Research

Spatial Statistics

A central application of spatial statistics is using geographically sparsely sampled data to create spatially continuous maps for policy-making. For example, the figure shows how the PM10 data from a small number of monitoring stations in Europe (left) are used to predict the pollutant’s distribution across the region (middle) as well as the probability of it exceeding the regulatory threshold (right). Learn more about spatial statistics here.

Bayesian Computation

Markov chain Monte Carlo (MCMC) has been an essential tool for Bayesian statistics, empowering posterior inference for otherwise intractable probabilistic models. While alternatives have emerged, MCMC remains one of the most reliable and broadly applicable approaches to characterize complex posterior distributions common in modern biomedical/public health applications. We push computational limits of Bayesian inference in the era of Big Data through fundamental innovations in MCMC and other computational algorithms.

(Figure: the novel “zigzag” variant of Hamiltonian Monte Carlo enables statistical phylogenetics software BEAST to infer correlation among relations between gene mutations and biological traits of viruses.)

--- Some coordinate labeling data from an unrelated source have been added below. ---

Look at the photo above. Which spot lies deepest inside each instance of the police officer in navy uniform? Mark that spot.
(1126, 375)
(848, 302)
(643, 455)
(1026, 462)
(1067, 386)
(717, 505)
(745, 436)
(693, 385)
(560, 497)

Precision Medicine/Health Data Analytics

For a specific disease and clinical question of interest, a single data source rarely provide a sufficient number of patients, longitudinal coverage, and breadth of information. Generating actionable clinical insights on how to treat individual patients necessitates integrating patient experiences across multiple data sources. Bayesian inference provides a natural framework to account for the hierarchical structure of such data as well as to incorporate our scientific understanding of the underlying clinical and biological processes. We build Bayesian machinery and software to support enterprises such as the Johns Hopkins’s inHealth Precision Medicine initiative and the Observational Health Data Science and Informatics collaborative.

(Figure: the Active Surveillance program aims to minimize the harm and waste from unwarranted surgical removal of a low-risk prostate cancer by leveraging surrogate measurements to quantify the cancer state. Hopkins’s participation in the GAP3 global database provides an opportunity to further improve individual-level prediction through Bayesian hierarchical modeling.)